Dealing with Development House Disasters?
Skinnytie asks: "I was recently asked by the CEO of the company for which I work to find a resource from which to better understand what to do in the event of a disaster. 'I'm on it, Sir' was my response, and I ran back to my desk and started writing contingency plans and trying to imagine what to do if a meteorite strikes our co-lo facility. I quickly came te realize that there is far more that *could* happen (the CTO gets hit by bus, or the in-house server room gets abducted by aliens...you get the point) than I am even prepared to write plans for. I thought I'd hit the Slashdot audience up for some ideas/horror stories regarding avoiding, dealing with and getting past whatever disasters that have occurred at your development houses. Have at you!"
First and foremost, make sure you have your data backed up and secure. Nothing else matters if the data is missing. When did you last test your backups?
Next ensure you can get you backup data when you need it. You state colo I'm assuming you have a duplicate system at your colo. Can you get access at 22:15 on July 4th?
Now draw up your usual emergencies fire, flood, tornado, earthquake etc. Have a plan how to get your systems up and running. Do you need to rent office space? What about net conectivity.
Lastly, re-check your data backups, do you have everything, is it error free, do you have more than one copy. If you have the data your company can recover.
No data, no job, it's as simple as that.
For a development shop, I should think that all you really need is to make sure you've got secure, recent, usable backups of your source code and important licensing/contract data.
Unless you live in an area prone to a certain type of natural disaster, the types of things that cause real contigency plans to go into effect have a statistically small chance of ever happening to you. It's just not worth the money and effort to go to great lengths to make sure the company is running full speed the next day rather than two to three weeks down the road. As long as your data is safe, you should be ok. Just take good backups in duplicate - put one set in a fire safe onsite and ship one to a secure offsite location, perhaps using a service provider like Iron Mountain (although I'd encrypt that tape before I gave it to some random Iron Mountain driver if I were you).
Some businesses have to worry about 24/7 production operations that can't be allowed to stop. Typical examples of extreme uptime environments are stock exchanges, utility/telco companies, various emergency services, etc. In a lot of these sorts of cases, it's actually justifuable to double or even quadruple the cost of your implementations and the ongoing maintenance and salary costs just to make sure than when a 1:1,000,000 chance event occurs, you experience a 10 second performance hiccup rather than a serious outage. In some cases a one hour outage simply cannot be tolerated at any cost. These are the environments that really have a hard time pushing the bleeding edge of engineering geographically redundant "systems", where systems includes the machines, the networks, and the people using them.

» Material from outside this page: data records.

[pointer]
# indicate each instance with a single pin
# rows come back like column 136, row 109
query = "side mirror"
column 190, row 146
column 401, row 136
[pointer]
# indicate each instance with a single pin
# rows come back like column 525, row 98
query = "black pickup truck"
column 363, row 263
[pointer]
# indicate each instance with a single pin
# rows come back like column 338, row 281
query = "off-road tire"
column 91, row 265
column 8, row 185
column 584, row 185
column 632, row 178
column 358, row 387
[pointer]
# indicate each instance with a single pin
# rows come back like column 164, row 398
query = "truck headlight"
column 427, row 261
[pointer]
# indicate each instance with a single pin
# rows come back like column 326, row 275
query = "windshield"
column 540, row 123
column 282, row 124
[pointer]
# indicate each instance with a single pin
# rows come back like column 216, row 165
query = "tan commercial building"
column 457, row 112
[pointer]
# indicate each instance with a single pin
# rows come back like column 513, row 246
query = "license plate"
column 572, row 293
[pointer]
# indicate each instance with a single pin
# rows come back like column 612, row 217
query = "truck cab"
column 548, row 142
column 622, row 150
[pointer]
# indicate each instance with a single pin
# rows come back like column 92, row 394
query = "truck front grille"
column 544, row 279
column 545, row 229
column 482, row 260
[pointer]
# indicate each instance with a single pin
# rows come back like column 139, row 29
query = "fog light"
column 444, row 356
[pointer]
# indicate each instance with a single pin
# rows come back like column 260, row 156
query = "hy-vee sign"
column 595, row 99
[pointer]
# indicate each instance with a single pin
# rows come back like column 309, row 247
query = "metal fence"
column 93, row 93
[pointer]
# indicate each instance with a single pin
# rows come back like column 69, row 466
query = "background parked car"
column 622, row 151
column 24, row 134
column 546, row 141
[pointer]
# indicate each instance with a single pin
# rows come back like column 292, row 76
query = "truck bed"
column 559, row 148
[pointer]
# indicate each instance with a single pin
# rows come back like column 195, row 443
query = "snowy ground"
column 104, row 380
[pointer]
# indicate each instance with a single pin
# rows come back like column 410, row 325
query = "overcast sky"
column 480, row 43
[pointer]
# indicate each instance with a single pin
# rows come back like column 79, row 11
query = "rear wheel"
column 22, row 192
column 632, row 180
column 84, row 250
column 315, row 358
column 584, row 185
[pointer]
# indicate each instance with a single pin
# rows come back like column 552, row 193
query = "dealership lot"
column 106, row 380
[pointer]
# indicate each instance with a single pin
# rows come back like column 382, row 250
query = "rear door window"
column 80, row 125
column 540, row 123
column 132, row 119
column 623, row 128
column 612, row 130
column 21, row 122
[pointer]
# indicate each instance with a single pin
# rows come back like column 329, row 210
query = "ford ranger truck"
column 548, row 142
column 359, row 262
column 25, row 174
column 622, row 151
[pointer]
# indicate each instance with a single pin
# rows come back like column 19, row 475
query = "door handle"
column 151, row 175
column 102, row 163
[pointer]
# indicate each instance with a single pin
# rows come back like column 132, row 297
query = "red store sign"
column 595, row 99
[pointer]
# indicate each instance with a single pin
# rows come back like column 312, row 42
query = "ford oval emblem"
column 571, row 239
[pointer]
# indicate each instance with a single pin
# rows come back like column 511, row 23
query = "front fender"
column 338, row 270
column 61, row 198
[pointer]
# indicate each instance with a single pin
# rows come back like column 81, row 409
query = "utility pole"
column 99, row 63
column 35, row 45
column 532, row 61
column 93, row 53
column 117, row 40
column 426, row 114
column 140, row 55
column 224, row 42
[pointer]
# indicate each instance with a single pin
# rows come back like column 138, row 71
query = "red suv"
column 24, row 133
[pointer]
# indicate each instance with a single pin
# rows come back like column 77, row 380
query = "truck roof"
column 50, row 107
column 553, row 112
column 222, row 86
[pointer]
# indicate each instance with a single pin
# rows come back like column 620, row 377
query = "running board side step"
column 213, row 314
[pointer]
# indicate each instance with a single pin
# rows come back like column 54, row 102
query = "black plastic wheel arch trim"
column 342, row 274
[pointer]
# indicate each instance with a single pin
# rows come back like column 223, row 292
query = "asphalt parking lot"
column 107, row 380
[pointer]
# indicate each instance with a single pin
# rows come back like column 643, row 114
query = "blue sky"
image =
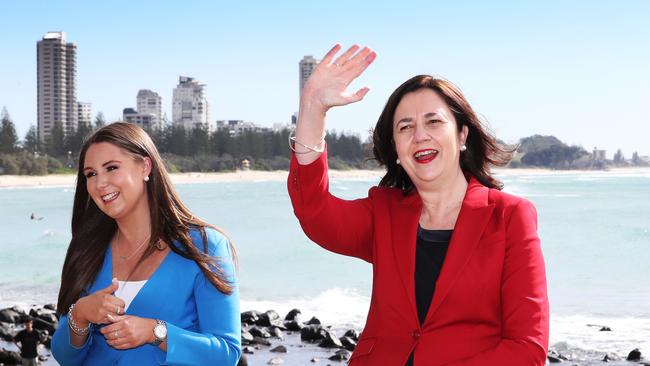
column 579, row 70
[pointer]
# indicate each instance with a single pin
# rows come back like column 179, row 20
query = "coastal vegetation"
column 201, row 150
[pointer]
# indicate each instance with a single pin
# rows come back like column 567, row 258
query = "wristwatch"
column 159, row 332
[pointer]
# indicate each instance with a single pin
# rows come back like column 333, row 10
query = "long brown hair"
column 483, row 150
column 171, row 220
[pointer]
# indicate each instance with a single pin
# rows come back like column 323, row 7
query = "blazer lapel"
column 404, row 235
column 148, row 301
column 474, row 215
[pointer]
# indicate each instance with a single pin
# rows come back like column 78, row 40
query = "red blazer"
column 490, row 306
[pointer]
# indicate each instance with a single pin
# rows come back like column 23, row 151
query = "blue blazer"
column 203, row 324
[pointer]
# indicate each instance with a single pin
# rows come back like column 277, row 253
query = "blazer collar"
column 474, row 215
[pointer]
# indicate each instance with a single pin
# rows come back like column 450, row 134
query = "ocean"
column 595, row 231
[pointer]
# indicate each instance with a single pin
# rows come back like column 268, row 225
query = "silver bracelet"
column 73, row 325
column 315, row 148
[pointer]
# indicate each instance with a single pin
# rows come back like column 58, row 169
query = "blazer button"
column 415, row 334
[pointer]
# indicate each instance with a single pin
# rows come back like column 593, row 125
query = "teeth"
column 109, row 196
column 423, row 153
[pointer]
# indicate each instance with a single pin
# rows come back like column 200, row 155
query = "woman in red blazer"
column 458, row 273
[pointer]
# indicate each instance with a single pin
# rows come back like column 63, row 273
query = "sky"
column 578, row 70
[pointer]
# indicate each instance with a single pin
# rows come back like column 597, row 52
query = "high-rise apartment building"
column 190, row 104
column 307, row 66
column 84, row 113
column 150, row 103
column 56, row 84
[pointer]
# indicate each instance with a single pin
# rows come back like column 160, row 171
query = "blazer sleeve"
column 219, row 340
column 63, row 351
column 341, row 226
column 524, row 300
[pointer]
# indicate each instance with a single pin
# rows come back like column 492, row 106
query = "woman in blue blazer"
column 144, row 281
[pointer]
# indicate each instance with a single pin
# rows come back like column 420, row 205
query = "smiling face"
column 115, row 180
column 426, row 138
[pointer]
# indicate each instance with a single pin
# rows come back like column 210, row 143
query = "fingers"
column 111, row 288
column 330, row 54
column 343, row 59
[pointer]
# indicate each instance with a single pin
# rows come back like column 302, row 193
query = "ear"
column 463, row 134
column 146, row 165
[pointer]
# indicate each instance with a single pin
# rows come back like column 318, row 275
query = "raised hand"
column 327, row 88
column 129, row 332
column 99, row 307
column 327, row 85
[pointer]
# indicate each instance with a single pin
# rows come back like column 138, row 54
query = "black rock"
column 352, row 334
column 312, row 333
column 262, row 341
column 293, row 314
column 313, row 320
column 242, row 361
column 246, row 337
column 7, row 331
column 260, row 332
column 270, row 318
column 10, row 357
column 348, row 343
column 279, row 349
column 293, row 325
column 41, row 324
column 634, row 355
column 250, row 317
column 330, row 341
column 276, row 332
column 10, row 316
column 341, row 355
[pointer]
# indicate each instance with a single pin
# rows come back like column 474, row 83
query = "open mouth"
column 108, row 198
column 425, row 156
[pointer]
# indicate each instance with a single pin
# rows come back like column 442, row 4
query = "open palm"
column 327, row 85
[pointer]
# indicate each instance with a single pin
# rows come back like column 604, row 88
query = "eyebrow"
column 103, row 165
column 427, row 115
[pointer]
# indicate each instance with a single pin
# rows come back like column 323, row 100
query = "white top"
column 127, row 290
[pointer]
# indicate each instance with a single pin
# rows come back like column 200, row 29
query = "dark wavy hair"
column 171, row 220
column 483, row 150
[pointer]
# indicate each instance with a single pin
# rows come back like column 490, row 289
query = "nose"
column 421, row 134
column 101, row 181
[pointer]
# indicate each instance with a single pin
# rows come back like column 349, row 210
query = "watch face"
column 160, row 331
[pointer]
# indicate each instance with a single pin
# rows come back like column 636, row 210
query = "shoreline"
column 68, row 180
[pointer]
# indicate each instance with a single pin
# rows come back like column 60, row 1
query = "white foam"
column 340, row 307
column 627, row 333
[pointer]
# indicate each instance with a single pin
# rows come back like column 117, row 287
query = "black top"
column 28, row 342
column 430, row 251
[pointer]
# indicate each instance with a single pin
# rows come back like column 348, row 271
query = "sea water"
column 595, row 231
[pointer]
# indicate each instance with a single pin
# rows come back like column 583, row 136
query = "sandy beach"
column 54, row 180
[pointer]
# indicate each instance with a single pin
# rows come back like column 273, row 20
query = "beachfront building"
column 56, row 84
column 84, row 113
column 306, row 67
column 190, row 104
column 144, row 120
column 236, row 127
column 150, row 103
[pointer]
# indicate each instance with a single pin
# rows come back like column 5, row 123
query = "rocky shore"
column 269, row 339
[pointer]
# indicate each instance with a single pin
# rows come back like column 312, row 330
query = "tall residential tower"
column 56, row 84
column 190, row 104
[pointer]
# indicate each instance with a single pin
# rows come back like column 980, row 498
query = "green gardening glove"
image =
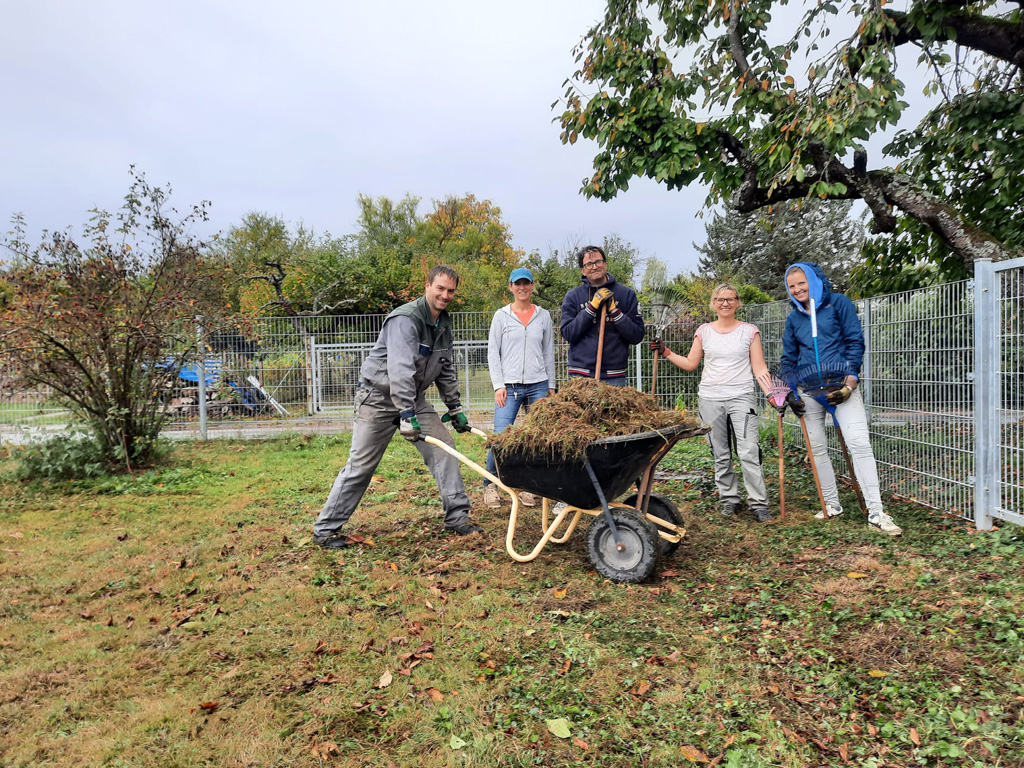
column 458, row 418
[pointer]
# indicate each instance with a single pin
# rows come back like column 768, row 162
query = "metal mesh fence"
column 279, row 374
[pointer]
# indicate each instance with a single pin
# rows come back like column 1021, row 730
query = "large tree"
column 756, row 248
column 685, row 90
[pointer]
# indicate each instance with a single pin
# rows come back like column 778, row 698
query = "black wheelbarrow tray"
column 628, row 539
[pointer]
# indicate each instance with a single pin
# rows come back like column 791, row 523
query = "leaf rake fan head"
column 816, row 380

A development house, in contrast, is a pretty easy problem.
11*43+456^2
Risk category : eg. people risk (CTO gets hit by a bus), infrastructure risk (your server is destroyed by aliens), legal risk (you get sued by the RIAA for having an MP3 somewhere on your network), commercial risk (your biggest client goes bust), regulatory risk (the government licenses development shops) etc.
Risk impact
You then have to reach a business decision how much to spend on mitigating each risk. Clearly it's worth spending time on "high likelihood, disastrous impact" risks, but you may not care much about a transport strike stopping the cleaning staff from getting into work for a couple of days.
When you know which risks you care about, identify mitigation strategies. Typically, this starts with identifying an owner for the risk, who is in charge of the mitigation strategy. For instance, the development manager may have to find ways of mitigating the "top coder headhunted" risk by implementing code review processes, knowledge sharing systems, etc.
You should not let the business view risk management as a technology issue - it's a business issue. Risk mitigation has associated costs, either financial, time, or opportunity cost - the best way to avoid not getting paid for your work is to avoid working for unreliable bill payers. If you come up with a wonderful risk list and proposals for mitigation, your work will be wasted unless the business is willing to bear the cost of implementing your proposals.
It's all very well in practice, but it will never work in theory.